Al salir, la nieve aún estaba blanda y fue toda una invitación para que los niños iniciaran una guerra de bolas de nieve. De hecho, y sorprendentemente, el primero fue Tim, quien recuperando por fin el instinto del juego, propinó un bolazo al Ratón, quien a su vez correteó por la nieve tras lanzarle un proyectil al preso Marley, quien no se inmutó porque estaba demasiado nervioso, con los ojos fijos en la tercera ventana del segundo piso del manicomio, preguntándose cómo estaría Lili. Hasta el farero y la anciana Florita tomaron posiciones en aquella batalla blanca que Ada se tomó muy a pecho aunque, por suerte, consiguieron frenar uno de sus ataques de pánico convenciéndola de que no se trataba de una ofensiva por sorpresa de la flota norteamericana. Incluso Anne y Charles acabaron persiguiéndose alrededor de la ermita hasta que ella se le acercó corriendo sin aliento, calentándose la nariz con una mano incandescente de puro frío.

—Míralos, Charles —le dijo mientras los otros reían excitados—. Tú volverás a tu Londres, con tu bella mujer y tus preciosos hijos. Y aunque ellos se quedarán aquí, les estás dando el mejor regalo de Navidad. ¿No te das cuenta? Vuelven a jugar y a creer que sus vidas tienen sentido. Y eso es gracias a ti. —Charles se sacudió la nieve de la levita y miró hacia otro lado; ella le obligó a mirarla, tomándole de la barbilla—. Pero a la vez te están dando un regalo aún más valioso. Porque cuando estés a punto de abandonar esta vida como tu Ebenezer Scrooge para poner uno de tus zapatos ingleses en la posteridad, no vendrán a tu mente tus novelas, no, ellas no harán que te sientas tan importante, pero estoy segura de que sí pensarás en ellos y en esa criatura a la que ayudaste a cruzar un río.

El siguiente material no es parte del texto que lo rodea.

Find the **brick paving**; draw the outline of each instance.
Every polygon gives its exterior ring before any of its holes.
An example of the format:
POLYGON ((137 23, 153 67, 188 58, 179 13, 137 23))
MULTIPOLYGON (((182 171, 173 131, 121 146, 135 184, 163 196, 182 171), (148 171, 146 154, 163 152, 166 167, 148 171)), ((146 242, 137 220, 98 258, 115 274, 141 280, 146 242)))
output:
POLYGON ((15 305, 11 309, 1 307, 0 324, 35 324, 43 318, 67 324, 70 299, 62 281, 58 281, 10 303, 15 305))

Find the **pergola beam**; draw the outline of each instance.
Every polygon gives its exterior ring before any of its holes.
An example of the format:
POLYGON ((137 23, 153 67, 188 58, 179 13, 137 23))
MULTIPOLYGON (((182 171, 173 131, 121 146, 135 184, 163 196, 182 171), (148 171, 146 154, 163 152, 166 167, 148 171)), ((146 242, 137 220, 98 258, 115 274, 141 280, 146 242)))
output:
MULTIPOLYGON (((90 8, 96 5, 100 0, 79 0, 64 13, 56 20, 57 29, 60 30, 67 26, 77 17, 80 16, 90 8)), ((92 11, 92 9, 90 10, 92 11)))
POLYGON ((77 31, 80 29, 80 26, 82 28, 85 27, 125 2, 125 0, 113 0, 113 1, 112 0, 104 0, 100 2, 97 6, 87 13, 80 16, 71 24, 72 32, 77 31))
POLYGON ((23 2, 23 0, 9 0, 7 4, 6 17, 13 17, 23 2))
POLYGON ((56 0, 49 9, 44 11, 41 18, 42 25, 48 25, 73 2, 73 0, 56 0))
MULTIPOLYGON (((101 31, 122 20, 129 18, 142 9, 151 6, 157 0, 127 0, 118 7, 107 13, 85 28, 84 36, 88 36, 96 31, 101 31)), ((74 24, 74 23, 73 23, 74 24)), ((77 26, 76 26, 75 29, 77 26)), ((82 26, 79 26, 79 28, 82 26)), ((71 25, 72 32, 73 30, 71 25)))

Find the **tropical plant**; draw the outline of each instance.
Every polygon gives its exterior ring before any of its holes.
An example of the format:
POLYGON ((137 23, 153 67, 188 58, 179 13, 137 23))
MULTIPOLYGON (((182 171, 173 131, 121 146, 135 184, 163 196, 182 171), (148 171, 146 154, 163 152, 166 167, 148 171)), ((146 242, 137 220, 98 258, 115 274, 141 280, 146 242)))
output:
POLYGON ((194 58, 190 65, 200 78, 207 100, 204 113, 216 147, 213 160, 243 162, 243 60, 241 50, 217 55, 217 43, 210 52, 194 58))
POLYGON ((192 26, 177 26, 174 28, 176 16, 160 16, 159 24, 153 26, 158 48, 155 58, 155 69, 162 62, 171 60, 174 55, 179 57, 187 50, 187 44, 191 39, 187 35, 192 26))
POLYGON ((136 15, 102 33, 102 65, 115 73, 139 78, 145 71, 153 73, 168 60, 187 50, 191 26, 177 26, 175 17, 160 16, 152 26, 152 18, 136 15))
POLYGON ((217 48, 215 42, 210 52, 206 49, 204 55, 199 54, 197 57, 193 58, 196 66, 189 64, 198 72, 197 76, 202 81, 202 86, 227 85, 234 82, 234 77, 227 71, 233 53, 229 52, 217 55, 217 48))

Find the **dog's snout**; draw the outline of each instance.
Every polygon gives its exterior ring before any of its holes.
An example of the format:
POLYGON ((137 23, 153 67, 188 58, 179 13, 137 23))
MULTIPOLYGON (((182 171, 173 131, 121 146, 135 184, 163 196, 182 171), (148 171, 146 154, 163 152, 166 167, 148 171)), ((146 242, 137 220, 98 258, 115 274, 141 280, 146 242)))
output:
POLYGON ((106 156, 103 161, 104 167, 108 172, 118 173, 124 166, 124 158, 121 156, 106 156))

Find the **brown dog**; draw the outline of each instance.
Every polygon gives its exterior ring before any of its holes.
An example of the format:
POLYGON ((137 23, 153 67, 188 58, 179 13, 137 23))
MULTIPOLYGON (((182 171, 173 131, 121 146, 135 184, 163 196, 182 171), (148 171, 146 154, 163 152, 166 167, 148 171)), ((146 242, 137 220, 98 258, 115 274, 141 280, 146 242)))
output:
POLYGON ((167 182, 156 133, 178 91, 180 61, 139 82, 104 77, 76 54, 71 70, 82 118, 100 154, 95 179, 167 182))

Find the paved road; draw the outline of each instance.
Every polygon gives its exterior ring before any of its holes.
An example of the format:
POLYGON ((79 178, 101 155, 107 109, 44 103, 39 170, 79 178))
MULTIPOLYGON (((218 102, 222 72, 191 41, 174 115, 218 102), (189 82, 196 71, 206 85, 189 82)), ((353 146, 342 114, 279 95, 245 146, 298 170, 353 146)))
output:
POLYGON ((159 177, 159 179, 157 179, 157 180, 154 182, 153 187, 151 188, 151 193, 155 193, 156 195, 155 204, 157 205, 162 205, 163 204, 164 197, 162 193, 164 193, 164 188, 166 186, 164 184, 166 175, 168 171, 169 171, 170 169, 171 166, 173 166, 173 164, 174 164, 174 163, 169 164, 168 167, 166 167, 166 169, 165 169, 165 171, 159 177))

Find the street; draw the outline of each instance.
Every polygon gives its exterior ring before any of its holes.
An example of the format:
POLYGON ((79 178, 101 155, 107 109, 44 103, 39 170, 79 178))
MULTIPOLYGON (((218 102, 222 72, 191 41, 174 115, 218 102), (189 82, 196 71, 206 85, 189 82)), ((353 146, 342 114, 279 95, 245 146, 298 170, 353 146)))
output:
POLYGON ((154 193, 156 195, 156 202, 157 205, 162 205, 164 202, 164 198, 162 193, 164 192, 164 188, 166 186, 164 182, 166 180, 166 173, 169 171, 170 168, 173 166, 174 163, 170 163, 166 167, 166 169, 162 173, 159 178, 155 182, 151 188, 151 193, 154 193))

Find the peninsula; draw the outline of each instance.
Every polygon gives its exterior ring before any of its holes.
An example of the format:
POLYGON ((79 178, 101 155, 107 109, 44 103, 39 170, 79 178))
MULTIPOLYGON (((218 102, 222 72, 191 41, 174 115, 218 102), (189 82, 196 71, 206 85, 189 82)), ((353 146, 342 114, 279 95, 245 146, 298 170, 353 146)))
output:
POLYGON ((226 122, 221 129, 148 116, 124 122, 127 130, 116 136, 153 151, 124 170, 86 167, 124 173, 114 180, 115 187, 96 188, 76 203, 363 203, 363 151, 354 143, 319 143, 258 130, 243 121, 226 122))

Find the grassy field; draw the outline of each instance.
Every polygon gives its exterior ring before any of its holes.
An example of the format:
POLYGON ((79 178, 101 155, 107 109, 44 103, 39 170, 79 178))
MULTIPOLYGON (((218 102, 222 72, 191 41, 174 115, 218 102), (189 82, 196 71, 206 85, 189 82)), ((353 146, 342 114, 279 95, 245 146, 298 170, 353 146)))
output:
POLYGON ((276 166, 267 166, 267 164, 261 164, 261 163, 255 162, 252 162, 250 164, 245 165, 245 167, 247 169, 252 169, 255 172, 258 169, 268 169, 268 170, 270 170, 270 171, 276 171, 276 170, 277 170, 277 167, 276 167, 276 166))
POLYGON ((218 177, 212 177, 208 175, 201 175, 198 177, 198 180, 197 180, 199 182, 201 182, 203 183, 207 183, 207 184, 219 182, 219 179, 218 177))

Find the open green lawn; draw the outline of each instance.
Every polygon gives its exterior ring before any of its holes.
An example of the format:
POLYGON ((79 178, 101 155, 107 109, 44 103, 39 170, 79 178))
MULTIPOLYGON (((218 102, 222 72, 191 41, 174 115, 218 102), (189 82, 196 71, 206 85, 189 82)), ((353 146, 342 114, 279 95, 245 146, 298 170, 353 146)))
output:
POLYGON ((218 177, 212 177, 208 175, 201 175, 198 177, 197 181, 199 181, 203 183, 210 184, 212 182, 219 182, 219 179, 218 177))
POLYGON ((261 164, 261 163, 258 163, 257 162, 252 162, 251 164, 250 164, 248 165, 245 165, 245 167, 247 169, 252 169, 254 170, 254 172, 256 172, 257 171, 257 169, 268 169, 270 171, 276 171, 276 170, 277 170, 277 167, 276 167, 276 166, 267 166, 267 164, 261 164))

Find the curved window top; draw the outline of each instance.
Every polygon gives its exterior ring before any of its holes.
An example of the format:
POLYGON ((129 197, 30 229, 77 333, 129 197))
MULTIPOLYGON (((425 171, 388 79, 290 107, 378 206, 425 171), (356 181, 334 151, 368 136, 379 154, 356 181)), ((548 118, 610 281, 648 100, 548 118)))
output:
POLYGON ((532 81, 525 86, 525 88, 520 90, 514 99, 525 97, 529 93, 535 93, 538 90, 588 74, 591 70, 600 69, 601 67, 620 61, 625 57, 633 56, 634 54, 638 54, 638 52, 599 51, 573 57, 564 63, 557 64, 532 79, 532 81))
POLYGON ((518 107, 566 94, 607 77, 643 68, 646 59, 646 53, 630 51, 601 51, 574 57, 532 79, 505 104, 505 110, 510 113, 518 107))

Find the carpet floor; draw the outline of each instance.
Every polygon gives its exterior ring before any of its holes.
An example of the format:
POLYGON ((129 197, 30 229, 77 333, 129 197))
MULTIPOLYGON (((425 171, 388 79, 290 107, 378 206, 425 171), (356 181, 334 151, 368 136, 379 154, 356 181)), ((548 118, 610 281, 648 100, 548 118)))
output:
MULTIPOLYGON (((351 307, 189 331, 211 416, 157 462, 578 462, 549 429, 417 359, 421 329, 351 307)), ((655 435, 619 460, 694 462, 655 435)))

Y alargó su mano hasta rozar la mejilla del escritor, quien por primera vez se había quedado sin palabras. Luego se agarró sus largas faldas blancas para correr de nuevo tras ellos, como un copo más de luminosa nieve.

Poco después, aquella pequeña revuelta vino a ser sofocada por unos cuantos celadores capitaneados por miss Grady, que traía suculentas noticias sobre el futuro de Anne Radcliffe.

Pero llegaron tarde para evitar tanta alegría.

Llegaron tarde para impedir que aquel islote al oeste de la libertad fuera el primer rincón del mundo donde una pequeña sociedad había votado en igualdad. Llegaron tarde para entender por qué aquel gigante negro caminaba con una rama llena de carámbanos sobre su frente y una antorcha encendida a pleno sol, bendiciendo con sus aspersiones de luz a todo el que sintió que lo necesitaba.